Compound 6 (vermixocin) is a diphenyl ether derivative, previously isolated from a marine fungus, Talaromyces sp. LF458 [71]. Vermixocins were previously found to inhibit RNA synthesis as they interfered with incorporation of labeled uridine in a murine P388 leukemia cell line [72].

Commonly known secondary metabolites which have been previously identified in extracts of fungi from the Alternaria genus include alternariol, alternariol monomethyl ether, tentoxin, altesertin, alteichin, stemphyltoxin, altersolanol, altenusin and tenuazenoic acid were not detected in this study [73]. A possible explanation for this occurrence is that different fungal strains in the same genus have the biosynthetic capability of producing a wide variety of chemically diverse secondary metabolites [74]. The type of method and solvent used in the extraction process may also significantly affect the nature and quantity of secondary metabolites recovered [75]. Some researchers have reported the use of acidified extracting organic solvents or acidified filtrate broth to increase the solubility of fungal secondary metabolites in organic solvents [76].

Conclusions

This study provides evidence that the ethyl acetate crude extract of Alternaria sp. KTDL7 exerts a notable dose-dependent and selective cytotoxic activity on UMG87 glioblastoma cells. Metabolite profiling also showed that Alternaria sp. KTDL7 is capable of producing compounds similar to those from terrestrial plants and marine fungi belonging to different genera, as is the case with compounds 2 to 6. This further supports the notion that more complex chemical structural scaffolds with interesting bioactivities are likely to be harbored by fungal symbionts from diverse origins. Further studies will be aimed at isolating and characterizing the cytotoxic pure compounds from the crude extract of Alternaria sp. KTDL7 and determining their mechanism of action, which could result in the development of a fungal-based drug for glioblastoma multiforme treatment.

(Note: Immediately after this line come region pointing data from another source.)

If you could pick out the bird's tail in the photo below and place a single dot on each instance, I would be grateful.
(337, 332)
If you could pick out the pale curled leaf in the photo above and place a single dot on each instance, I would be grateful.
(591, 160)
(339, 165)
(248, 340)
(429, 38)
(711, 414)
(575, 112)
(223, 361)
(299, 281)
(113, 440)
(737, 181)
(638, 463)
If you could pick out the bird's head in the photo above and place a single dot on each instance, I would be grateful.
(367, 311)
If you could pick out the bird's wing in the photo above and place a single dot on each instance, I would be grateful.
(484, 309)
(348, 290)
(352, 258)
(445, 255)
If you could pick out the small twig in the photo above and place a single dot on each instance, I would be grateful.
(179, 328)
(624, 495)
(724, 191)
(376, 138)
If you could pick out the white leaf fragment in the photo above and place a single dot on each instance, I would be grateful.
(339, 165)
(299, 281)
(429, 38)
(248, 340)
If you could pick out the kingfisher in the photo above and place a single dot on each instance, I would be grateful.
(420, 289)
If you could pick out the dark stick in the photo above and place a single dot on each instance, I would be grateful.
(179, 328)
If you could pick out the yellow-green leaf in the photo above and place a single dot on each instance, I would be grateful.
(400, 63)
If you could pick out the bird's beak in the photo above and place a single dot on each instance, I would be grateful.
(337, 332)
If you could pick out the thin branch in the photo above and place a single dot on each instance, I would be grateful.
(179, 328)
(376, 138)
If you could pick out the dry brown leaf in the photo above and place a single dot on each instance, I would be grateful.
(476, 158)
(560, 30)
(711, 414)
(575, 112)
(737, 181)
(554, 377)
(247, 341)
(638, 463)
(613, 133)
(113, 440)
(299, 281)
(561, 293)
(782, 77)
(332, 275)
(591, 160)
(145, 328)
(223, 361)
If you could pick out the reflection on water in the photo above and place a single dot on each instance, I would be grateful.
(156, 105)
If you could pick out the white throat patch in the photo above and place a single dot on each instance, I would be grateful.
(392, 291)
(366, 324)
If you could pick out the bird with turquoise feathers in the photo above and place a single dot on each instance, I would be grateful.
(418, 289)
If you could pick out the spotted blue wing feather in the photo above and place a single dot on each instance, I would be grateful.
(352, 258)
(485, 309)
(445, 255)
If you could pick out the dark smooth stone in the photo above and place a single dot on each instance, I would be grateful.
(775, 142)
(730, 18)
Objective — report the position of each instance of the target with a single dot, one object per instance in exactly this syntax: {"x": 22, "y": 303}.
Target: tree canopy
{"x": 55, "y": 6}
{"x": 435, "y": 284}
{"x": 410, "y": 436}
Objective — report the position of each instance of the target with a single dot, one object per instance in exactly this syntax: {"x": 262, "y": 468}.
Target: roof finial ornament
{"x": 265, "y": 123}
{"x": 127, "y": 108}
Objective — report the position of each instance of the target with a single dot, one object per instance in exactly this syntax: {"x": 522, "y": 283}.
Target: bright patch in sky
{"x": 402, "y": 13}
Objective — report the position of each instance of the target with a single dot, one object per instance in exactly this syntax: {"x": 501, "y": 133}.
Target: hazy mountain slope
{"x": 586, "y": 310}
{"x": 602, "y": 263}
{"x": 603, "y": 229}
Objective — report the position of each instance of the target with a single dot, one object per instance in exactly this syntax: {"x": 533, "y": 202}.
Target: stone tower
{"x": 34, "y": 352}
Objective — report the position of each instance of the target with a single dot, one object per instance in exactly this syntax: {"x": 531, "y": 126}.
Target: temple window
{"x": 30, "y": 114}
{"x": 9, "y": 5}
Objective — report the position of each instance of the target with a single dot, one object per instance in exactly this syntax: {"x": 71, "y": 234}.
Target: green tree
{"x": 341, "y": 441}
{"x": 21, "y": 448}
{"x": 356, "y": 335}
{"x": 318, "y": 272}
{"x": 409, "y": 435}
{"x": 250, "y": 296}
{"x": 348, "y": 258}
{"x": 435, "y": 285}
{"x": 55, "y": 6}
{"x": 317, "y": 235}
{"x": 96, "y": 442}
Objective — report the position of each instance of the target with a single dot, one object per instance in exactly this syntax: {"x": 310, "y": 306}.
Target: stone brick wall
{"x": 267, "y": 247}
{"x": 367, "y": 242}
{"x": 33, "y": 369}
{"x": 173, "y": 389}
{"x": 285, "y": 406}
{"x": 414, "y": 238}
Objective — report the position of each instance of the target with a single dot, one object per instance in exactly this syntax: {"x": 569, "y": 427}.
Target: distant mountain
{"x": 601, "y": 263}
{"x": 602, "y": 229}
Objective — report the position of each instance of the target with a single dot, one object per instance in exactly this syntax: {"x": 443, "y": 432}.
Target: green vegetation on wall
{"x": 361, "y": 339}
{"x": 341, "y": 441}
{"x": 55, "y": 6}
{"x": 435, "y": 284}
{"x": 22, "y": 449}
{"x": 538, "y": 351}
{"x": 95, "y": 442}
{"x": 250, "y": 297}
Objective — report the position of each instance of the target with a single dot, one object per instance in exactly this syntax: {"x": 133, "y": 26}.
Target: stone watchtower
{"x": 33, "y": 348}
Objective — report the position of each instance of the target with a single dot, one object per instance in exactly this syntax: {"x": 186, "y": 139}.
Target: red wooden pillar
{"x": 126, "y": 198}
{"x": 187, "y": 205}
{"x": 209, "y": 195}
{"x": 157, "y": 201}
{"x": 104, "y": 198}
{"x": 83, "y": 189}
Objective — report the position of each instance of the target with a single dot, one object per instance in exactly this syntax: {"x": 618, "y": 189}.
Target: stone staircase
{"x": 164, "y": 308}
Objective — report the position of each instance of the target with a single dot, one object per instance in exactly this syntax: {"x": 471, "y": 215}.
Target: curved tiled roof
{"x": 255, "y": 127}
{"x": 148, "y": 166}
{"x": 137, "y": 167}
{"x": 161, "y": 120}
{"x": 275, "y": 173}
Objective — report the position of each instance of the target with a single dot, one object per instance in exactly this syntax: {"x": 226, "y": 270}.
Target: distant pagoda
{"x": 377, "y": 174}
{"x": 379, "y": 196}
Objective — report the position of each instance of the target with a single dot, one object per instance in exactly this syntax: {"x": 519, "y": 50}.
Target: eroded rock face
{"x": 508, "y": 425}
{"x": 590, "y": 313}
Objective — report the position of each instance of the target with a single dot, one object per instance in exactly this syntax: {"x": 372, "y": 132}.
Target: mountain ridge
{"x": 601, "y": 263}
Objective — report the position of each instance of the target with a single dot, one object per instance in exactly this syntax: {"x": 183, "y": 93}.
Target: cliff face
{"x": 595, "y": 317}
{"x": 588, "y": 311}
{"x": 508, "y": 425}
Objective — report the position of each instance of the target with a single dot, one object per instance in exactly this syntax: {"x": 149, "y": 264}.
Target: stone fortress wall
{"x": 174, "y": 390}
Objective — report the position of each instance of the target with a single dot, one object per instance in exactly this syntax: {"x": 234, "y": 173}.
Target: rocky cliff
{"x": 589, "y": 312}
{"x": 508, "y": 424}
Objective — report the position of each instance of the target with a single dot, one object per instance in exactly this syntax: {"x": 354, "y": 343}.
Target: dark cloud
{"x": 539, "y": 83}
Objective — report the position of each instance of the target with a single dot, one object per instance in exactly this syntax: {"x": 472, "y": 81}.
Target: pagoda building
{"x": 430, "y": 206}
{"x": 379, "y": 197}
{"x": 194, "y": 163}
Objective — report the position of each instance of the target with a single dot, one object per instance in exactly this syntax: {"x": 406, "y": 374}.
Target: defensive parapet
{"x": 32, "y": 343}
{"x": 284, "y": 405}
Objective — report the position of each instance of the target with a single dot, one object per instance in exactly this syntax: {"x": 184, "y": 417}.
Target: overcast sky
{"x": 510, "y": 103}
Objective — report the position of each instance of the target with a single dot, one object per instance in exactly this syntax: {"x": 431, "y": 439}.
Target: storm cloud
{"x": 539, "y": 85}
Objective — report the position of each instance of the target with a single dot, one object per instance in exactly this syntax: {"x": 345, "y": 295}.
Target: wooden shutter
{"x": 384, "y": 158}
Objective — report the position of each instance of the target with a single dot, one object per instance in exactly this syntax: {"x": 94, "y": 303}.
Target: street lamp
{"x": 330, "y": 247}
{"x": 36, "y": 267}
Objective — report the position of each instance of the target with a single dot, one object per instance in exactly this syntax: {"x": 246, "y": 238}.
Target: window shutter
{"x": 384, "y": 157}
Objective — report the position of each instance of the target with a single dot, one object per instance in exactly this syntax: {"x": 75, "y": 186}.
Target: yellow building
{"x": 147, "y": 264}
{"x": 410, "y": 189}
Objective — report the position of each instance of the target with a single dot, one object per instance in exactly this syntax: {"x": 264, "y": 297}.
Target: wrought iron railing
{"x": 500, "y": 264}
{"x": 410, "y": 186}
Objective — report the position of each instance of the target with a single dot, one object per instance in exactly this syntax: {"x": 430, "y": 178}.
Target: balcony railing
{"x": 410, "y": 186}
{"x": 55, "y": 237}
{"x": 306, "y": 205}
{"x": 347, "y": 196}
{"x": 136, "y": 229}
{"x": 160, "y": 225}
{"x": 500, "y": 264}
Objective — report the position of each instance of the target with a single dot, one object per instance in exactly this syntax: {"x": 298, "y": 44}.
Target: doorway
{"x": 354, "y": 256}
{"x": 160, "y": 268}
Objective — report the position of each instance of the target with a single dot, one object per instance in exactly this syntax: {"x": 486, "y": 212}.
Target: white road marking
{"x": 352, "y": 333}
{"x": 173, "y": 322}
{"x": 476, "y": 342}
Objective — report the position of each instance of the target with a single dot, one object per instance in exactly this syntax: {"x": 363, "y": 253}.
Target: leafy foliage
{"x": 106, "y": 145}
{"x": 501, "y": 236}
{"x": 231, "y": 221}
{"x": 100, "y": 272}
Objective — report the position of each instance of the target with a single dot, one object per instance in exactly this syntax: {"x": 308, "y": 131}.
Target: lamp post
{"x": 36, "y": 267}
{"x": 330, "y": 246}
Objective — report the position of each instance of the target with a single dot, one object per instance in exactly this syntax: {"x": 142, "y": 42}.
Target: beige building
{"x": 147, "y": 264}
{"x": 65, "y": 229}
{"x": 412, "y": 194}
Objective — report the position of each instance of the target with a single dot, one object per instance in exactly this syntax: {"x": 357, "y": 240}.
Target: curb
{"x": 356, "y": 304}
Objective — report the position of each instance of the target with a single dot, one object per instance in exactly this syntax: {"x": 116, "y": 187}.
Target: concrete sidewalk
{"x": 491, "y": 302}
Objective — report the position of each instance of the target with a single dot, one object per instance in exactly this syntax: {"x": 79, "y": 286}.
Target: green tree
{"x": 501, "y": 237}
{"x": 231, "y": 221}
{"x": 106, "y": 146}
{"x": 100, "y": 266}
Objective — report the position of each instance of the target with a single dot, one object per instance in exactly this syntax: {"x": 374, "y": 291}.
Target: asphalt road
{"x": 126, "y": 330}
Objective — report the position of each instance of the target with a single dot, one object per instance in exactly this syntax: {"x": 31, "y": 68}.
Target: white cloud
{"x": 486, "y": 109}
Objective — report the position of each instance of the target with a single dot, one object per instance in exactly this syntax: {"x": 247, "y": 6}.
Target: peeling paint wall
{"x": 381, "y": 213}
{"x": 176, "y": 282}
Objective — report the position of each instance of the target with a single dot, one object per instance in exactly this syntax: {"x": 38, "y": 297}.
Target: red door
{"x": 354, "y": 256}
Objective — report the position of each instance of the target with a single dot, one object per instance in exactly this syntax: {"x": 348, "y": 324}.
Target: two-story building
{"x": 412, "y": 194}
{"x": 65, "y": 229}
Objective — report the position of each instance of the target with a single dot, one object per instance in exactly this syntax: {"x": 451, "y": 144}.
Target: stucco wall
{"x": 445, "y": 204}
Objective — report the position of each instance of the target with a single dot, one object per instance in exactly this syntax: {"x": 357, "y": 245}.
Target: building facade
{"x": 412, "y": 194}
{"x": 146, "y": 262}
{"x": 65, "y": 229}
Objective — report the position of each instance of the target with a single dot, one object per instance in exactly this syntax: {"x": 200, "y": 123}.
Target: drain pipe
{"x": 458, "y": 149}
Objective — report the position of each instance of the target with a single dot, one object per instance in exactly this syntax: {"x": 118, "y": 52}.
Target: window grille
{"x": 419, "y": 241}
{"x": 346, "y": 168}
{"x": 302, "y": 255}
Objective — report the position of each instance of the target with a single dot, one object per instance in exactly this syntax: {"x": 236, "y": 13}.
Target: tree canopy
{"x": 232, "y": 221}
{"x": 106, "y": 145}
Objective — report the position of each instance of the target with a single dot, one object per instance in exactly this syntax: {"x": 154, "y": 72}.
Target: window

Additional file 1. Phylogenetic relationships of fungal endophytes from healthy leaves, stems and seeds of D. stramonium inferred based on ITS1 and ITS4 sequences. The numbers at branch nodes represent maximum likelihood bootstrap values from analyses with 1000 replicates. In boldface are fungal endophytes isolated from D. stramonium (GenBank accession number, name and isolate code). Fungal endophytes according to morphological characteristics on PDA plates, where group A are filamentous fungi, B and C being non-filamentous fungi. Evolutionary analyses were conducted in MEGA7 (Kumar et al., 2016).

Additional file 2. LC-QTOF-MS-MS_Analysis. Mass spectra for the crude extract of Alternaria sp. KTDL7 and the mass fragment patterns of the identified compounds: 1,8-dihydroxynaphthalene (1), anserinone B (2), phelligridin B (3), metacytofilin (4), phomopsidin (5) and vermixocin A (6).